Breaking text with regular expression in Javascript

Question

Breaking text with regular expression in Javascript

Asked 4 years, 1 month ago

Viewed 108 times

0

I’m trying to break a text using regular expression with Javascript, but I’m not getting the expected result.

I have the following string:

var texto = "texto inicial <div>Texto dentro da DIV</div> Texto fora da DIV <p>Texto dentro do P</p> texto final";

I need to break this text into an array to look like this:

0: texto inicial
1: <div>Texto dentro da DIV</div>
2: Texto fora da DIV
3: <p>Texto dentro do P</p>
4: texto final

This is the code I’m trying:

var regex = new RegExp(".*[(<.*>.*<\/.*>)].*", "g");
var blocosTexto = texto.match(regex);

console.log(blocosTexto);

1

Do not use Regex to analyze HTML. Please read Analyzing Html the Cthulhu Way, if you do not know how to read English click with the left mouse button on the page and translate to Portuguese (the same is true for the links suggested by this article).

– Augusto Vasques

2020/12/03 at 17:51
3

By placing something between brackets, you are setting a list of characters, so [(<.*>.*<\/.*>)] means "the character (, or <, or ., or *, etc" (only one of them) - see here. Anyway, regex is not the best way, as already said. It may even "work" for simple cases, but it does a little HTML and the regex begins to turn into a "monster".

– hkotsubo

2020/12/03 at 17:56

1 answer

Browser other questions tagged javascript string regex

You are not signed in. Login or sign up in order to post.

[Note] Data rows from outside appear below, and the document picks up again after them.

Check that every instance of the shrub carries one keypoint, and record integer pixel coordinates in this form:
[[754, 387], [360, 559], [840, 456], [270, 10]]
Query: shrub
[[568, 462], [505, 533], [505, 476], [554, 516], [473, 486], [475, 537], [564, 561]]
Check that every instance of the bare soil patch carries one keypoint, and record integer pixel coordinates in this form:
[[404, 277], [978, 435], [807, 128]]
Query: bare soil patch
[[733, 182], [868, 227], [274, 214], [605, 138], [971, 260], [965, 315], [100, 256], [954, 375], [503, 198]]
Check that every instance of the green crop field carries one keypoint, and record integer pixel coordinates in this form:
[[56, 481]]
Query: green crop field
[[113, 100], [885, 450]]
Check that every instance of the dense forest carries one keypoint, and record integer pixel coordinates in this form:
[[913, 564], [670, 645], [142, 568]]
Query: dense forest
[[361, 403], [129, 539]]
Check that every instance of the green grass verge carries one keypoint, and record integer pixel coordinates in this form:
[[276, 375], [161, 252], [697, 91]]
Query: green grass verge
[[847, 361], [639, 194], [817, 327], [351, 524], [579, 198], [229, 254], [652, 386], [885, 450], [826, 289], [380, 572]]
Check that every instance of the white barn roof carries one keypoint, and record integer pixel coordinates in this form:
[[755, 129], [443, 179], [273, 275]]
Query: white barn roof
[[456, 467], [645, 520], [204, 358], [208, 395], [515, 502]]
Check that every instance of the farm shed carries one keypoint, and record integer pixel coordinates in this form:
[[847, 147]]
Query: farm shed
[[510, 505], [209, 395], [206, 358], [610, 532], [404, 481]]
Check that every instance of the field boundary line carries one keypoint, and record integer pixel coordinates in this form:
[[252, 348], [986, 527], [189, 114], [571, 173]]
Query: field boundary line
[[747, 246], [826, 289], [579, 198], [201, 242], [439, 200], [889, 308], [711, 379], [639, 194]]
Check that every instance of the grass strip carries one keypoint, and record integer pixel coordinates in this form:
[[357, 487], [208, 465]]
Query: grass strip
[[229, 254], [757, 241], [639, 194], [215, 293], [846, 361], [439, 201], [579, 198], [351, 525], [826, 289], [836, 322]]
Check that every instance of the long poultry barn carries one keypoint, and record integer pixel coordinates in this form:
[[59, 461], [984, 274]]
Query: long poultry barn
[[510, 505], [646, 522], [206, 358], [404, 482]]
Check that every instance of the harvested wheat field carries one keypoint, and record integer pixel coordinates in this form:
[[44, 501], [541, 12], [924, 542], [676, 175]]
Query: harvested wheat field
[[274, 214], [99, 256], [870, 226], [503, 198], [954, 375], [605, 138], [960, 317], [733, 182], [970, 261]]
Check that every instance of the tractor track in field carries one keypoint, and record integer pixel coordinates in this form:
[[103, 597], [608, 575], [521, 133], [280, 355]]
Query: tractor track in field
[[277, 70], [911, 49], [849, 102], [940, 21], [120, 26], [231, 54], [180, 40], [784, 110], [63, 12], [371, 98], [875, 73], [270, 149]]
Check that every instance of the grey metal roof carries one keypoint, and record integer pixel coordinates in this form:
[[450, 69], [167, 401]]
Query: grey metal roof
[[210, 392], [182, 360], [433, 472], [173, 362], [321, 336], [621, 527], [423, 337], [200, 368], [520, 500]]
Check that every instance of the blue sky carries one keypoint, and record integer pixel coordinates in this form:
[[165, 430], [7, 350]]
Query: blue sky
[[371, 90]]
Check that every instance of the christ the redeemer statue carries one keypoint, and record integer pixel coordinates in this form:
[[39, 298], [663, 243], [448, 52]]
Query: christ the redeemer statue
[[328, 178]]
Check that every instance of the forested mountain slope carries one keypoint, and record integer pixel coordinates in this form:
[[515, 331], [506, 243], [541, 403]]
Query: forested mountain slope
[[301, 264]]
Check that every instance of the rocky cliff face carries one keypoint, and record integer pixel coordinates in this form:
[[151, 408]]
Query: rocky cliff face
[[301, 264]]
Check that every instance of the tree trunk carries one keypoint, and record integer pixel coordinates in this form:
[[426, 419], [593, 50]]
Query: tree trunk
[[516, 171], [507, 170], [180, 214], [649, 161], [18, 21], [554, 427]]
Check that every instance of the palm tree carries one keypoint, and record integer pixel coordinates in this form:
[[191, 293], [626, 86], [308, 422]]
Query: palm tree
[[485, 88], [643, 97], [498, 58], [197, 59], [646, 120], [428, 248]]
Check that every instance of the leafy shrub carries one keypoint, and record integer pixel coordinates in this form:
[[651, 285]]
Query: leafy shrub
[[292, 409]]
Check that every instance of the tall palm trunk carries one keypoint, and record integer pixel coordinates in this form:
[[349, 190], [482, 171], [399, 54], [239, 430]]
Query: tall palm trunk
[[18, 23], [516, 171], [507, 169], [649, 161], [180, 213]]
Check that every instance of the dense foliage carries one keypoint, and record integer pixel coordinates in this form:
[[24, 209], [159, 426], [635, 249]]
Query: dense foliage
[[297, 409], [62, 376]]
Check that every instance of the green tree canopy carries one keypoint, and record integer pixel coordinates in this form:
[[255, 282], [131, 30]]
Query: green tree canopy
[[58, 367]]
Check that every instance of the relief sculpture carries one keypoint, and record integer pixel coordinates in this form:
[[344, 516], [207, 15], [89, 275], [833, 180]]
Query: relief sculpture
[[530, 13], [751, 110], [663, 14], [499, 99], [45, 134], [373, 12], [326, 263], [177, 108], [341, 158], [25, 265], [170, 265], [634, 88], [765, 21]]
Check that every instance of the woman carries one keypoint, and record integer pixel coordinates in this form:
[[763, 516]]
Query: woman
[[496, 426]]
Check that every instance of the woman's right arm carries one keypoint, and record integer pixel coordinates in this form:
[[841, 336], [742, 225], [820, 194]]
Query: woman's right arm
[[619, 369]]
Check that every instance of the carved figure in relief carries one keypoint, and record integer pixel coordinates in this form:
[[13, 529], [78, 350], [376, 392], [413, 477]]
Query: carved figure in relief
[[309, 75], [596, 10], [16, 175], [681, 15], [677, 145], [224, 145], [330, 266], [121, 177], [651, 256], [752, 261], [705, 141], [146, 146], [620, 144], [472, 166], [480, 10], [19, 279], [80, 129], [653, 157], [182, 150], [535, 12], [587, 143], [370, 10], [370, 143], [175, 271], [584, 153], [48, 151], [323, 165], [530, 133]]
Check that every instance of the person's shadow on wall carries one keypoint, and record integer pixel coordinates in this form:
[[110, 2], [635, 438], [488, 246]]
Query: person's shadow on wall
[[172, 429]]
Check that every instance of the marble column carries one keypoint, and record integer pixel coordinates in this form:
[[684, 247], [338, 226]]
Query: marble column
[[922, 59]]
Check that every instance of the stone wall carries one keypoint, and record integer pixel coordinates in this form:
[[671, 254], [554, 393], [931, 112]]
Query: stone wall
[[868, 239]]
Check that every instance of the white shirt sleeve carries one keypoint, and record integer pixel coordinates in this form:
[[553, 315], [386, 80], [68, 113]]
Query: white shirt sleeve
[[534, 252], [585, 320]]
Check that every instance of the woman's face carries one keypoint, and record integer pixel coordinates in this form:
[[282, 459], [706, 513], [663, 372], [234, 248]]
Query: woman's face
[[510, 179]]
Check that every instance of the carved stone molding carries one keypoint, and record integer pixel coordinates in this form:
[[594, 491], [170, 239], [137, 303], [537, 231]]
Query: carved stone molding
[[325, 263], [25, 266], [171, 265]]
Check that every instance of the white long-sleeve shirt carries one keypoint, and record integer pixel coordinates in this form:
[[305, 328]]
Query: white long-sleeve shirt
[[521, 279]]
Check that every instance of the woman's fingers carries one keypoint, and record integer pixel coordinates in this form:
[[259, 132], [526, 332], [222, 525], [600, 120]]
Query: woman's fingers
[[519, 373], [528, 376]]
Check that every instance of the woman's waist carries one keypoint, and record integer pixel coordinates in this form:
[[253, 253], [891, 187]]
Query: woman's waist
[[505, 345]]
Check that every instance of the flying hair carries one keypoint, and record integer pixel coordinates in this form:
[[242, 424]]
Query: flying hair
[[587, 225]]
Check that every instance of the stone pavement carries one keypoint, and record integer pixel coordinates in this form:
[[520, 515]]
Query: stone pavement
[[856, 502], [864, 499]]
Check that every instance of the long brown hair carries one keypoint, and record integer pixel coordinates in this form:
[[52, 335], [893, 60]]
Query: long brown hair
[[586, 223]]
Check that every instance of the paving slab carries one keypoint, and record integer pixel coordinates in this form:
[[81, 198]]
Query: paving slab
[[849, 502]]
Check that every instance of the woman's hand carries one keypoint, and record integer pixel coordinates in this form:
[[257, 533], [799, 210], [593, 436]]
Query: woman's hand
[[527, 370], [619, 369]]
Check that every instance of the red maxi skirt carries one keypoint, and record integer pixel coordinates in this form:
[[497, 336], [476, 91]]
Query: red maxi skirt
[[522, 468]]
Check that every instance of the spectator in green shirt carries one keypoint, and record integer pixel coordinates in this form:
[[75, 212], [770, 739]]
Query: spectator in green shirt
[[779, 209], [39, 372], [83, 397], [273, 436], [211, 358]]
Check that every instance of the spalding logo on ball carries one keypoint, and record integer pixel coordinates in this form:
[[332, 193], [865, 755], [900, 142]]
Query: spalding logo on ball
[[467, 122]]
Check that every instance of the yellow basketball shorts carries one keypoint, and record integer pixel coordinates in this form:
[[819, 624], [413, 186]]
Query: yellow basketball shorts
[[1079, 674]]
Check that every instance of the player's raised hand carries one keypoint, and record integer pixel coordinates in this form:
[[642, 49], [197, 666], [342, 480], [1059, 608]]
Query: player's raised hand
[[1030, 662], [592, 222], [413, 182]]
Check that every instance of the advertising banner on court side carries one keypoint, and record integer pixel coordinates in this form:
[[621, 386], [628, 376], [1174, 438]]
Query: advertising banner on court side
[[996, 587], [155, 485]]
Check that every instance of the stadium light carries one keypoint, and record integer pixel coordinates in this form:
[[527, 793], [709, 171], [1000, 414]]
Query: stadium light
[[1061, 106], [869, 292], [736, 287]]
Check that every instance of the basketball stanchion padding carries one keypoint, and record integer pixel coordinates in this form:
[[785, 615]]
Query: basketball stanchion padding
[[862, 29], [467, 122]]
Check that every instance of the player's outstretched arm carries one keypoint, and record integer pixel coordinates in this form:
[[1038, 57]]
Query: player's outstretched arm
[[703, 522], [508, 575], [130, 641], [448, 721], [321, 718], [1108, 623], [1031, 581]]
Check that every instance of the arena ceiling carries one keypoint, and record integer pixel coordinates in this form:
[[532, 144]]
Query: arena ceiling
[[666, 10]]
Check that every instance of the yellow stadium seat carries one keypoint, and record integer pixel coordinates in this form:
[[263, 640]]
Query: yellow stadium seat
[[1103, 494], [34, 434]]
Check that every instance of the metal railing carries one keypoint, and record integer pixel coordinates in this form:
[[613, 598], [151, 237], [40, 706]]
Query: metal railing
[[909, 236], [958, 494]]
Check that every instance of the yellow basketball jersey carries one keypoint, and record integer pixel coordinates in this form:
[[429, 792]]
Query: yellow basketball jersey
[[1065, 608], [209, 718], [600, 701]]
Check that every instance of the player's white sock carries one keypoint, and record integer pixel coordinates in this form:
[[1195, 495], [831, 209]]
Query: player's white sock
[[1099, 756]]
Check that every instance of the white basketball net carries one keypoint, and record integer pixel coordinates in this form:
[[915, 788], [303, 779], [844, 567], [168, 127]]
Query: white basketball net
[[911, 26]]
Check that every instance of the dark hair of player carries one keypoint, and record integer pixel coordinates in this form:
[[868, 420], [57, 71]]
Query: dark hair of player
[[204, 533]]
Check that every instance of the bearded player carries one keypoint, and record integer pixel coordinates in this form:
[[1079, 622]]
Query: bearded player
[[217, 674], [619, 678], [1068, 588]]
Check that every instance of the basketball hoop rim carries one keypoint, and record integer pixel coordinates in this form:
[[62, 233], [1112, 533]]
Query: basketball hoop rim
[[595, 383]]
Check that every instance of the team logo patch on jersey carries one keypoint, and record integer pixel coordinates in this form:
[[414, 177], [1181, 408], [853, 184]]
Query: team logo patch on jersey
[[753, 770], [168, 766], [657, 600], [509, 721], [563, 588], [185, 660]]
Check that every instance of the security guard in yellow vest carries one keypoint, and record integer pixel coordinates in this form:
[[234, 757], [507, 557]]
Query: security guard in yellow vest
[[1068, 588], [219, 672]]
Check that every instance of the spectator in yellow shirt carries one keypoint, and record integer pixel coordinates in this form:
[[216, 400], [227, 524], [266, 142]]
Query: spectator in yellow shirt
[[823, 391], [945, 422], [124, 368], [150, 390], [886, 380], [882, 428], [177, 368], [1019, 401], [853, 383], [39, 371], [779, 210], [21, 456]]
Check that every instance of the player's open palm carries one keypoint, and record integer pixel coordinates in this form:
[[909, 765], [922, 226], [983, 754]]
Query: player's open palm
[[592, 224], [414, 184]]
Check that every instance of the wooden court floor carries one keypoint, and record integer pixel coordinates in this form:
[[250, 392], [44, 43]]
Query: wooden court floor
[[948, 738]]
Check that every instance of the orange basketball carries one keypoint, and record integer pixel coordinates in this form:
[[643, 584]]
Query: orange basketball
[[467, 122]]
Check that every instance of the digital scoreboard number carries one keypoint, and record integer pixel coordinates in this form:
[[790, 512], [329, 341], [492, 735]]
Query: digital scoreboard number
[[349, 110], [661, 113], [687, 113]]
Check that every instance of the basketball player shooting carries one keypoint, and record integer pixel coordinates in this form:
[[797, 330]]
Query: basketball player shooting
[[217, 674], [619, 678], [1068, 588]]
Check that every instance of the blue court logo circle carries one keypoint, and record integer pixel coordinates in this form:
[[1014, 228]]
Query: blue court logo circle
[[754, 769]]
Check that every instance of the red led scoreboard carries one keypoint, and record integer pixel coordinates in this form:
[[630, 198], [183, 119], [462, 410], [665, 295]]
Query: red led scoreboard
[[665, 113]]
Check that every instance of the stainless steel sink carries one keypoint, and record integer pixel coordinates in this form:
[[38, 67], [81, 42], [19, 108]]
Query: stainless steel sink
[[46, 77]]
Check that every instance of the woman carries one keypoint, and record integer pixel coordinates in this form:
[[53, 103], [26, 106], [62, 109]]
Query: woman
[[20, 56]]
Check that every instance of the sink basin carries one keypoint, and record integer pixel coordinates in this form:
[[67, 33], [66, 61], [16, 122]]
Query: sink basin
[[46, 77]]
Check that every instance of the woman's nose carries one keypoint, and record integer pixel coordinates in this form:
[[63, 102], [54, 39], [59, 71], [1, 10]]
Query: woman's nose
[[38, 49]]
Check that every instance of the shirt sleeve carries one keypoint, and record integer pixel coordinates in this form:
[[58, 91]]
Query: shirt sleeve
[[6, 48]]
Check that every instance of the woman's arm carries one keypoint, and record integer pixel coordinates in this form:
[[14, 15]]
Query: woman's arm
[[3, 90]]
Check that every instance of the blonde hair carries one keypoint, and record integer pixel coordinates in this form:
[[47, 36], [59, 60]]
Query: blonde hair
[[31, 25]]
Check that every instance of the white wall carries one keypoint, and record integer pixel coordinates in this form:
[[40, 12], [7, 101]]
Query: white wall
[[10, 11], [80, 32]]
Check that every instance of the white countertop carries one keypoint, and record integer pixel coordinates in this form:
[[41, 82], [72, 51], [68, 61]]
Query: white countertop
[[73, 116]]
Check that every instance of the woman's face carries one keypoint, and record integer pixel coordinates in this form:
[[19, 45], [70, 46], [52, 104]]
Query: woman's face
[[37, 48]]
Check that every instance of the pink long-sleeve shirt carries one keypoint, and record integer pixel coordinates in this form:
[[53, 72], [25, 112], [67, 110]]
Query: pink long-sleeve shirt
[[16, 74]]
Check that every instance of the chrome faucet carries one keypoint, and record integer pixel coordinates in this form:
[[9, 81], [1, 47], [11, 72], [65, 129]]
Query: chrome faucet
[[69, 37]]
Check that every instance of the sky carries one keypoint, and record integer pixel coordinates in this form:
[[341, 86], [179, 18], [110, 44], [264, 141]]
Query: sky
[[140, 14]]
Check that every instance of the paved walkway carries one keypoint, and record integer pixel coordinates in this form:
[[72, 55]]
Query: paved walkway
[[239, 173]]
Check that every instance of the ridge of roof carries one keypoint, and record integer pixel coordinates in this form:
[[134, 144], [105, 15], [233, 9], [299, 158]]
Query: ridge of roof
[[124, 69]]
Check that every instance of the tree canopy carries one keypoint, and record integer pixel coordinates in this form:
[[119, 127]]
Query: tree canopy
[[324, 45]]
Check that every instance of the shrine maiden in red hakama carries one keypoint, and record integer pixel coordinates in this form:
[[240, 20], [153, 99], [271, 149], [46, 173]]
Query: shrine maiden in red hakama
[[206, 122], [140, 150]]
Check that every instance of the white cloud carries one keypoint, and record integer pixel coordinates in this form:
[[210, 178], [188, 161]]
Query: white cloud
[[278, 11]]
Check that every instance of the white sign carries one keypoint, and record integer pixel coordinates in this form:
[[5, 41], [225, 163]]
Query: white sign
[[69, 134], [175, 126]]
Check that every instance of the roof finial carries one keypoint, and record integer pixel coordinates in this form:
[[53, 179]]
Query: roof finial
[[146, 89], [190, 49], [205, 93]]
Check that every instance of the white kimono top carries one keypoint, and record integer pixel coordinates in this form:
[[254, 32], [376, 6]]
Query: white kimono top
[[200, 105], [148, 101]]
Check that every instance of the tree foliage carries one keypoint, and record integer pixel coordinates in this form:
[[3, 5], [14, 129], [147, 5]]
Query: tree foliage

by Luiz Felipe • **32,886** points · Answer 1 · 2020-12-03T17:42:34+00:00

Depending on the complexity of the HTML tags that are contained in your string, do this with regex can no longer be trivial. It is almost consensus, too, that regular expressions should not be used to make the parse of strings containing HTML.

It may sound absurd, but if you are working with HTML, use a parser HTML might not be a bad idea. See an example using the API DOMParser, present in browsers:

const htmlStr = 'texto inicial <div>Texto dentro da DIV</div> Texto fora da DIV <p>Texto dentro do P</p> texto final';

const parser = new DOMParser();
const doc = parser.parseFromString(htmlStr, 'text/html');

const arr = Array.from(doc.body.childNodes).map((node) => {
  const text = node.nodeType === Node.TEXT_NODE
    ? node.textContent
    : node.outerHTML;
    
  return text.trim();
});

console.log(arr);

If you’re in an environment that doesn’t natively support Domparser (like Node.js), you can use some package that does this, such as jsdom.

Use a parser how this will be, in most cases (especially the more complex ones), better than dealing with regular expressions (and which may not be fully suited to the task). The advantage is that you have a much more robust API to develop as the complexity of the HTML present in the string grows.